Diagnosis: Centromochlinae is diagnosed by 28 molecular and eight morphological synapomorphies. Exclusive: (1) secondary sexual dimorphism in anal fin present, male and female with distinct anal-fin shape (char. 3737: 0 → 1); and (2) proximal radials of anal fin partly or totally fused in nuptial males (char. 3738: 0 → 1); Non-exclusive: (3) posterior process of posttemporal–supracleithrum anteroventrally oriented (char. 3561: 0 → 1), reversed in Glanidium catharinensis and Glanidium sp. 1 RS, and Glanidium sp. 2 RS, convergent in several auchenipterids; (4) lateroposterior portion of sphenotic slightly concave (char. 3552: 0 → 1), reversed in Glanidium , Centromochlus heckelii , some species of Tatia , convergent in Liosomadoras morrowi , Trachelyichthys decaradiatus , Trachelyichthys sp. 1 , Trachelyopterus lucenai , Trachelyopterus porosus , some mochokids and doradids and Pimelodus tetramerus Ribeiro & Lucena, 2006; (5) maxilla elongated, rod-like (char. 3590: 0 → 1), reversed in Glanidium and Tatia , convergent in Auchenipterichthys , Pseudepapterus , Trachelyopterus amblops , Trachelyopterus insignis and some mochokids; (6) middle nuchal plate and parieto-supraoccipital in contact (char. 3672: 0 → 1), reversed in Centromochlus , Duringlanis perugiae , Glanidium and some species of Tatia , convergent in Ageneiosini , Asterophysus , Entomocorus , Epapterus , Pseudepapterus , some mochokids, Ariidae , Nemadoras humeralis and Rhynchodoras woodsi ; (7) anterior margin of pectoral girdle anteriorly pointed (char. 3694: 0 → 2), reversed in Tatia simplex , Glanidium catharinensis , Tatia intermedia , Tatia sp. 4 , convergent in Asterophysus , Auchenipterus , Entomocorus , Pseudauchenipterus , Trachelyichthys decaradiatus , Trachelyopterus insignis , Trachycorystes menezesi , Spinipterus acsi , Pimelodus , Helogenes , Pterobunocephalus depressus and Trachycodoras nattereri ; and (8) cartilage on posterior margin of basipterygium elongated, approximately same length as basipterygium (char. 3730: 0 → 1), convergent in Auchenipterichthys longimanus , Auchenipterichthys punctatus and Trachelyopterichthys .

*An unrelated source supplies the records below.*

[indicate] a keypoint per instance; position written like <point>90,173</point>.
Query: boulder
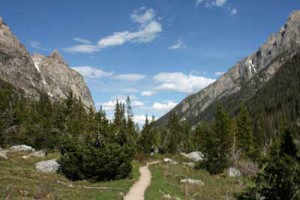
<point>192,182</point>
<point>48,166</point>
<point>170,161</point>
<point>233,172</point>
<point>39,154</point>
<point>196,156</point>
<point>19,148</point>
<point>189,164</point>
<point>3,153</point>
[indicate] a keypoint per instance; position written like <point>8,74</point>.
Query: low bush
<point>95,162</point>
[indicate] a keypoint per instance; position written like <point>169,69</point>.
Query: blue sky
<point>156,51</point>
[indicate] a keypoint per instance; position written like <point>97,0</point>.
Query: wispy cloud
<point>83,48</point>
<point>147,93</point>
<point>179,44</point>
<point>129,77</point>
<point>91,72</point>
<point>110,105</point>
<point>37,45</point>
<point>219,73</point>
<point>210,3</point>
<point>148,29</point>
<point>164,106</point>
<point>232,11</point>
<point>81,40</point>
<point>180,82</point>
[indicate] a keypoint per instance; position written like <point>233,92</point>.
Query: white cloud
<point>140,119</point>
<point>137,104</point>
<point>37,45</point>
<point>219,73</point>
<point>90,72</point>
<point>165,106</point>
<point>110,105</point>
<point>180,82</point>
<point>146,34</point>
<point>178,45</point>
<point>147,93</point>
<point>129,77</point>
<point>143,16</point>
<point>210,3</point>
<point>233,11</point>
<point>80,40</point>
<point>83,48</point>
<point>148,30</point>
<point>130,90</point>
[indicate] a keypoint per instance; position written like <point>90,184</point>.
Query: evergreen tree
<point>218,144</point>
<point>280,178</point>
<point>245,133</point>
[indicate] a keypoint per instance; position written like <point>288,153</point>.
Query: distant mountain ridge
<point>253,71</point>
<point>38,73</point>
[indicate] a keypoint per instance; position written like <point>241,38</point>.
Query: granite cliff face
<point>59,79</point>
<point>38,73</point>
<point>16,65</point>
<point>253,71</point>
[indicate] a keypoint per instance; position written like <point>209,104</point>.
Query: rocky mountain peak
<point>38,73</point>
<point>265,62</point>
<point>55,55</point>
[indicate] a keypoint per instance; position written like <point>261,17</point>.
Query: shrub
<point>97,162</point>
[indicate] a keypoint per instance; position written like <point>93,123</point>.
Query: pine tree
<point>245,133</point>
<point>218,144</point>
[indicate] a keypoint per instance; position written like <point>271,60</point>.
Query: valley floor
<point>20,180</point>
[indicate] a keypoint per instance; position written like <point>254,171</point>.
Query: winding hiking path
<point>138,189</point>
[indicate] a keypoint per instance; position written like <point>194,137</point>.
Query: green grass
<point>166,180</point>
<point>20,180</point>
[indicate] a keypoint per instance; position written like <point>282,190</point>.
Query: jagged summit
<point>57,56</point>
<point>38,73</point>
<point>263,63</point>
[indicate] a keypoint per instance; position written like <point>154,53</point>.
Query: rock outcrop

Additional synapomorphies: four to six branchiostegal rays (char. 177: 1 → 0); and five branched dorsal-fin rays (char. 237: 0 → 1) ( Birindelli, 2014).

Comparisons: Centromochlines are distinguished from auchenipterines by several characteristics related to modifications of the anal fin for copulation, such as: short anal-fin base (males and females); presence of secondary sexual dimorphism in the anal fin, where males have a drop-shaped anal fin (vs. lack of sexual dimorphism in the shape of the anal fin in the non-reproductive season); genital tube of adult males located anterior to the anal-fin rays and apart from anal-fin base (vs. genital tube of adult males attached to the base of anal-fin origin and united by skin anteriorly to the anal-fin rays); proximal radials of the anal fin fused in nuptial males, transforming the fin into a strong, functional structure (vs. proximal radials of anal fin not fused to each other); and, except for Gelanoglanis , the genital papilla of adult males with a hood-like flap of skin covering urogenital base (vs. genital papilla of adult males not covered by a hood-like flap of skin). Additionally, this subfamily is distinguished from the remaining auchenipterids by the very elongate cartilage on the posterior margin of the basipterygium, with approximately the same length as the basipterygium (vs. cartilage short).